If you want to find out your own strengths you can take the VIA Strengths Survey at – I did and my top 5 were: Industry, diligence, and perseverance, Judgment, critical thinking and open-mindedness, Gratitude, Zest, enthusiasm, and energy, and Love of learning.

The Model Method
Hollie Grant

A friend, who has a similar perspective on health and wellness, recently lent me this book after reading and loving it herself. Hollie Grant is the founder of the PilatesPT studio in London and the Model Method online workouts and I appreciated her balanced approach and emphasis on actual health versus physical appearances or quick fixes. The book’s objective, and her mission over the past several years has been “trying to spread the message that learning to love exercise, and to love the food you eat, is the key to lifelong wellness.” In her book, she provides insight into what exercise and food does to our bodies and insists working out should not be something we dread or view as punishment, nor should we be overly restrictive in the types of foods that we eat. The book is a bit light on the research side in terms of the nutritional information and recommendations (which to her credit, she does make clear at the onset) and like most nutritionists, she endorses a “moderator” approach which is very helpful for some, however I personally am an “abstainer.” I am of the belief that neither is right or wrong, but it is important to know which you are if you want to make lasting changes for the better in any area.   I do however, wholeheartedly agree with her admonition – “moving a little, every day, is one of the best feelings, so let’s make sure exercise is a positive addition to your life! Enjoy it, savor it, and use it as an opportunity to be mindful of your body’s capabilities.” The book includes background information related to her recommendations as well as recipes, Pilates/strength exercises and HIIT/sweat workout options.

Start With Why
Simon Sinek

This was a book recommended to me by a few of you! It’s been awhile since I have read a business or leadership book to be honest since that was about all I read outside of textbooks and case studies during my MBA and early career, but this was a nice change of pace for me in terms of what I have been studying. Simon Sinek, a TED talk phenomenon and author, explores a variety of highly successful leaders, both individuals and top performing businesses and companies, to identify specific qualities which lead to their differentiated results. He argues that “any person or organization can explain what they do; some can explain how they are different or better; but very few can articulate why.

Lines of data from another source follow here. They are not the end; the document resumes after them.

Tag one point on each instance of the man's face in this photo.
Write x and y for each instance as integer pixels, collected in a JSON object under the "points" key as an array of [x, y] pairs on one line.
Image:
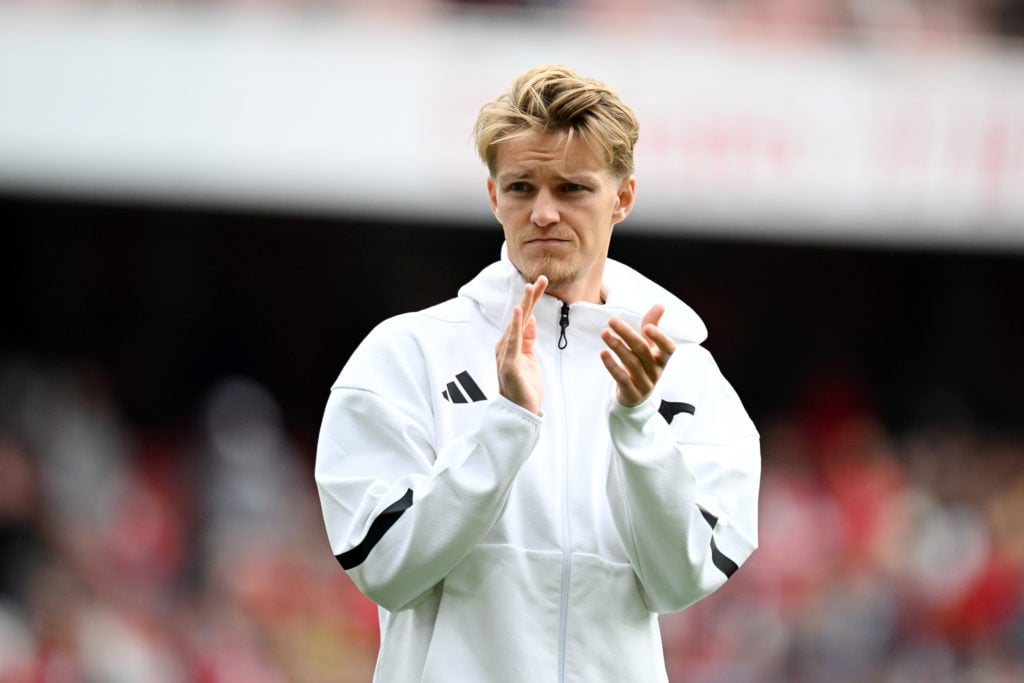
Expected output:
{"points": [[557, 208]]}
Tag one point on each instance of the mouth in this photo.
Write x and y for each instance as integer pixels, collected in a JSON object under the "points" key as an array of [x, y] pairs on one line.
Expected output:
{"points": [[547, 242]]}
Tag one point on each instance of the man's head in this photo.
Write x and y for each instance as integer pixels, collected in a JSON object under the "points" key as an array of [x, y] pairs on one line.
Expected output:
{"points": [[559, 148], [555, 98]]}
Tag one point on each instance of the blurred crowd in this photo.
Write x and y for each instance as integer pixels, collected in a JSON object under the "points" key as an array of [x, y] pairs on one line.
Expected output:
{"points": [[198, 555], [830, 19]]}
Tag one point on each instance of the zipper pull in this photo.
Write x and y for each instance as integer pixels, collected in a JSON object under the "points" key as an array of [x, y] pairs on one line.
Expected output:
{"points": [[563, 323]]}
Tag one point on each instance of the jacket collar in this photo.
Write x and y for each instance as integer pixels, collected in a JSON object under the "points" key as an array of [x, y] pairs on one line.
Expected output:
{"points": [[499, 288]]}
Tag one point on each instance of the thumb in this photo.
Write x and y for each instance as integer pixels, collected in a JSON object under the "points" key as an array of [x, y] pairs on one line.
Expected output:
{"points": [[653, 316]]}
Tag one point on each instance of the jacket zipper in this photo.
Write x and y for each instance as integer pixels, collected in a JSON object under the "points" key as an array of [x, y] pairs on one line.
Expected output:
{"points": [[563, 323]]}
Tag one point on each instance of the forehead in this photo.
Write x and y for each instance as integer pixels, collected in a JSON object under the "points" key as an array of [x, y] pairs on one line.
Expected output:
{"points": [[532, 153]]}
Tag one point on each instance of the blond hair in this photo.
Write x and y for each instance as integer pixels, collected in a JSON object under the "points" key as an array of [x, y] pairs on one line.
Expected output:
{"points": [[555, 98]]}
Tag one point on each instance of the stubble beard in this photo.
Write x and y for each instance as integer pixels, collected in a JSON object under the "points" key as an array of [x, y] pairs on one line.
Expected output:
{"points": [[559, 272]]}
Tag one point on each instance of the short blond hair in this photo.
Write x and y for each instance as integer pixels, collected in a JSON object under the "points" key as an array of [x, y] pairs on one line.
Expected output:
{"points": [[555, 98]]}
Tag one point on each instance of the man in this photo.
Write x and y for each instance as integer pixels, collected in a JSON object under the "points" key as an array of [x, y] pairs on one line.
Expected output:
{"points": [[522, 511]]}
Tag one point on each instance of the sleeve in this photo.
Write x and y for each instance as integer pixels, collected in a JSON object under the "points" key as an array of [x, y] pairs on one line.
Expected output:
{"points": [[683, 483], [400, 510]]}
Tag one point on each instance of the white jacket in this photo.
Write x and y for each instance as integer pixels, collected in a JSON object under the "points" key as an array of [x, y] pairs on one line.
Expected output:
{"points": [[502, 546]]}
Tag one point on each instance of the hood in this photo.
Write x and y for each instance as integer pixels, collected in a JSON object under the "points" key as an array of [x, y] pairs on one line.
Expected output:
{"points": [[499, 288]]}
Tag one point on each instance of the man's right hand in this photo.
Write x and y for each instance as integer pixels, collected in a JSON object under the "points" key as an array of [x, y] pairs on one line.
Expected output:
{"points": [[519, 377]]}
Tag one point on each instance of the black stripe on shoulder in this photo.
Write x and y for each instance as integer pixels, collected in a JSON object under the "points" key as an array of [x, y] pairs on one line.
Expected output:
{"points": [[354, 557], [670, 409], [724, 564], [471, 388]]}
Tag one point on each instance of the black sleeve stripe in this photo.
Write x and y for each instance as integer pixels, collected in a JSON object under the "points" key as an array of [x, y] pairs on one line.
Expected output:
{"points": [[670, 409], [724, 564], [354, 557], [470, 386]]}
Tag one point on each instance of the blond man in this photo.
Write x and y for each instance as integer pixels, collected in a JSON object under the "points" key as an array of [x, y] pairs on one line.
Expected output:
{"points": [[524, 476]]}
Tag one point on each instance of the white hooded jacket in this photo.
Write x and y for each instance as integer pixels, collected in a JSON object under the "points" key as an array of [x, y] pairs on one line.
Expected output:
{"points": [[502, 546]]}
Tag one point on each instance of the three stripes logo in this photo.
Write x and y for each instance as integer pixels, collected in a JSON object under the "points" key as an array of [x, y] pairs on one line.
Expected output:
{"points": [[464, 386]]}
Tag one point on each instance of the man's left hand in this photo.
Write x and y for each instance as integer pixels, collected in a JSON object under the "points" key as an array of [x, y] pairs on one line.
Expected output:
{"points": [[636, 359]]}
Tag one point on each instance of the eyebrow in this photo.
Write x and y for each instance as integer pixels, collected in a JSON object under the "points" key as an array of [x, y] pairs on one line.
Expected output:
{"points": [[585, 178]]}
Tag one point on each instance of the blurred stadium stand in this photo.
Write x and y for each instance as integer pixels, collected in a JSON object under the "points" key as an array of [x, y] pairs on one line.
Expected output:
{"points": [[205, 206]]}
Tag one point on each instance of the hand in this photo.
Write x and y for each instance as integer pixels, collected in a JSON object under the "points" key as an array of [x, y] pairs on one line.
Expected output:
{"points": [[519, 377], [641, 355]]}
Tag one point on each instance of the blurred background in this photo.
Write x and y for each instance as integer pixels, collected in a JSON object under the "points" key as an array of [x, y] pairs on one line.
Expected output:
{"points": [[207, 205]]}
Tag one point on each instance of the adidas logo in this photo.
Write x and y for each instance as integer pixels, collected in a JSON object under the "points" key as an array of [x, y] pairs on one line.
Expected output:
{"points": [[456, 395], [670, 410]]}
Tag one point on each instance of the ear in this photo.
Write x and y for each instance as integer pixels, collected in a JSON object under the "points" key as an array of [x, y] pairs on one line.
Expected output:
{"points": [[627, 197], [493, 194]]}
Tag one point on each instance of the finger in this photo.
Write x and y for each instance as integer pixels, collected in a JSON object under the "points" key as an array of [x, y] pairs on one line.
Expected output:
{"points": [[664, 342], [531, 294], [652, 316], [628, 392], [642, 372], [509, 343], [636, 343]]}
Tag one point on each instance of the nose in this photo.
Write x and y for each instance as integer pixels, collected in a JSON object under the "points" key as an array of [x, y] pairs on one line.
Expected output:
{"points": [[545, 211]]}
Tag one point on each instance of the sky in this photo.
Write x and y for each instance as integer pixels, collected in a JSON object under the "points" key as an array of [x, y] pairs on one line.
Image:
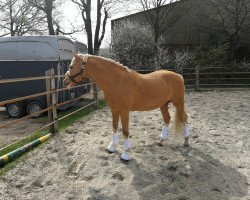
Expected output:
{"points": [[72, 15]]}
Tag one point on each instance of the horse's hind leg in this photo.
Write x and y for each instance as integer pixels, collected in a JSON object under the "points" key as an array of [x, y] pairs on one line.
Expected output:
{"points": [[181, 121], [127, 145], [115, 137], [166, 118]]}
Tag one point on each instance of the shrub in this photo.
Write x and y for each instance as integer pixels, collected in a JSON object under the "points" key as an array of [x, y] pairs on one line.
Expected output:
{"points": [[133, 45]]}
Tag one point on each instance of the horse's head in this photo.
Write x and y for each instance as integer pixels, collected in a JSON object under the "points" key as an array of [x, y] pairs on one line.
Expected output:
{"points": [[76, 72]]}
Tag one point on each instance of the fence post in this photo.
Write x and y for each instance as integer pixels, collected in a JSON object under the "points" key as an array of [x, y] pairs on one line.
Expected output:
{"points": [[54, 100], [95, 94], [51, 101], [197, 77]]}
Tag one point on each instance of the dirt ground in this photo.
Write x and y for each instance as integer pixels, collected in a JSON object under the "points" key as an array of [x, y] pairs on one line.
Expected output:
{"points": [[15, 132], [75, 165]]}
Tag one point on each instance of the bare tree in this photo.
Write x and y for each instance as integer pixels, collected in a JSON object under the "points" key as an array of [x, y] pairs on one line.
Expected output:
{"points": [[96, 28], [229, 18], [161, 17], [46, 6], [17, 18]]}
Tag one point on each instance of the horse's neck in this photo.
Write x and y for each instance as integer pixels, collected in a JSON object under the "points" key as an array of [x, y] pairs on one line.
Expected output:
{"points": [[103, 73]]}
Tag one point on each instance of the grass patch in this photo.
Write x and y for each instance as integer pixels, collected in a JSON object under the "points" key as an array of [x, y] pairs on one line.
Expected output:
{"points": [[63, 124]]}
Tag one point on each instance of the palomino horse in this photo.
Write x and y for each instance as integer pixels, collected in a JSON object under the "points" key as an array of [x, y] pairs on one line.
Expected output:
{"points": [[126, 90]]}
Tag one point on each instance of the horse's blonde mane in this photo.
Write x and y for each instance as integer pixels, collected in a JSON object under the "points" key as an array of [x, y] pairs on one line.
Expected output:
{"points": [[105, 59]]}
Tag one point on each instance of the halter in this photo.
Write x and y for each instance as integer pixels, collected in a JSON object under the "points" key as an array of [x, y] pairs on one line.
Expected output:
{"points": [[71, 78]]}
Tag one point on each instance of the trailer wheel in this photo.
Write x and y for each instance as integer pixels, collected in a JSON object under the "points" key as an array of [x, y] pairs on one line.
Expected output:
{"points": [[15, 110], [33, 107]]}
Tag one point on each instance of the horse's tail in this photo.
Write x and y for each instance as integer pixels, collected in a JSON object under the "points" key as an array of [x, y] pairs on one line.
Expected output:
{"points": [[178, 123]]}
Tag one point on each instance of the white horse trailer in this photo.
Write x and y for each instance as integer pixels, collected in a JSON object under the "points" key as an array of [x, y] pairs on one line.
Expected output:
{"points": [[31, 56]]}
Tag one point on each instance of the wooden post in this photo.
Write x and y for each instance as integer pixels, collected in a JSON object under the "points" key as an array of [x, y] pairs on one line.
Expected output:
{"points": [[197, 77], [51, 101], [54, 100], [95, 93]]}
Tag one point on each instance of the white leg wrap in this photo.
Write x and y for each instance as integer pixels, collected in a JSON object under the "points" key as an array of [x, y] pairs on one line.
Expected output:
{"points": [[164, 133], [127, 144], [186, 132], [114, 142], [127, 147]]}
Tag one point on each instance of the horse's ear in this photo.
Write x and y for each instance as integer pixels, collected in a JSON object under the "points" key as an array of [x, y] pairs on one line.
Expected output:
{"points": [[75, 55]]}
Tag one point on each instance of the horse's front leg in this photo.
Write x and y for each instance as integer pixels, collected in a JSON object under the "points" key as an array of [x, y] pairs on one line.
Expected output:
{"points": [[127, 144], [115, 137]]}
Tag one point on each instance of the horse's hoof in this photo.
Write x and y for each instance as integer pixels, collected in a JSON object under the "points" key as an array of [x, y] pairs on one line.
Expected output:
{"points": [[185, 145], [108, 151], [124, 161], [111, 148], [125, 156], [160, 143]]}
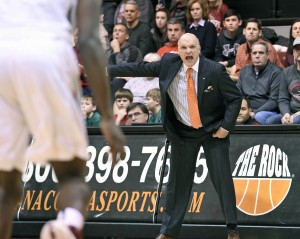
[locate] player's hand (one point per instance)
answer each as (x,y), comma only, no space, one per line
(114,138)
(221,133)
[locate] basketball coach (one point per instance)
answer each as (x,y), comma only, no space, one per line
(200,104)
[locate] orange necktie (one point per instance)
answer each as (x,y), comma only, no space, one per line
(192,100)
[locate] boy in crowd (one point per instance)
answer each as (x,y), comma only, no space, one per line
(137,113)
(229,40)
(89,111)
(123,97)
(153,105)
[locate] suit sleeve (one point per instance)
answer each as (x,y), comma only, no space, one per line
(232,97)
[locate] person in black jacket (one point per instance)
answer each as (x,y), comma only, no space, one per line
(204,30)
(230,39)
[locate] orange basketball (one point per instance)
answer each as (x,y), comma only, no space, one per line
(258,196)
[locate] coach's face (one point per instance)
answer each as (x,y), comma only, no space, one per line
(189,49)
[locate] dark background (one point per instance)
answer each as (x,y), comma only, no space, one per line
(265,8)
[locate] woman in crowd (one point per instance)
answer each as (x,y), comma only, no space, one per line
(216,11)
(205,31)
(294,33)
(159,30)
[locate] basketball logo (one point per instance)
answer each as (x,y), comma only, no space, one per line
(262,179)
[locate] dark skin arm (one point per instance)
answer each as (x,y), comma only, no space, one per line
(94,60)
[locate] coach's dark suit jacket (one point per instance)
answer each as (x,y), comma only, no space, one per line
(219,100)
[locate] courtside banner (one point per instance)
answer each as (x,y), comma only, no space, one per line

WHY is not about money or profit- those are results. WHY is the thing that inspires us and inspires those around us. ” Throughout the book he explores a variety of great leaders to determine how they influence human behavior through inspiration as opposed to manipulation. He argues there is a clear difference between leaders and those who lead. Although one can become a leader just be virtue of his or her position or sphere of influence, one can only lead with a clear vision and a why which can be communicated. They don’t “start with what needs to be done… [but] with WHY we need to do things… [and they] inspire action.”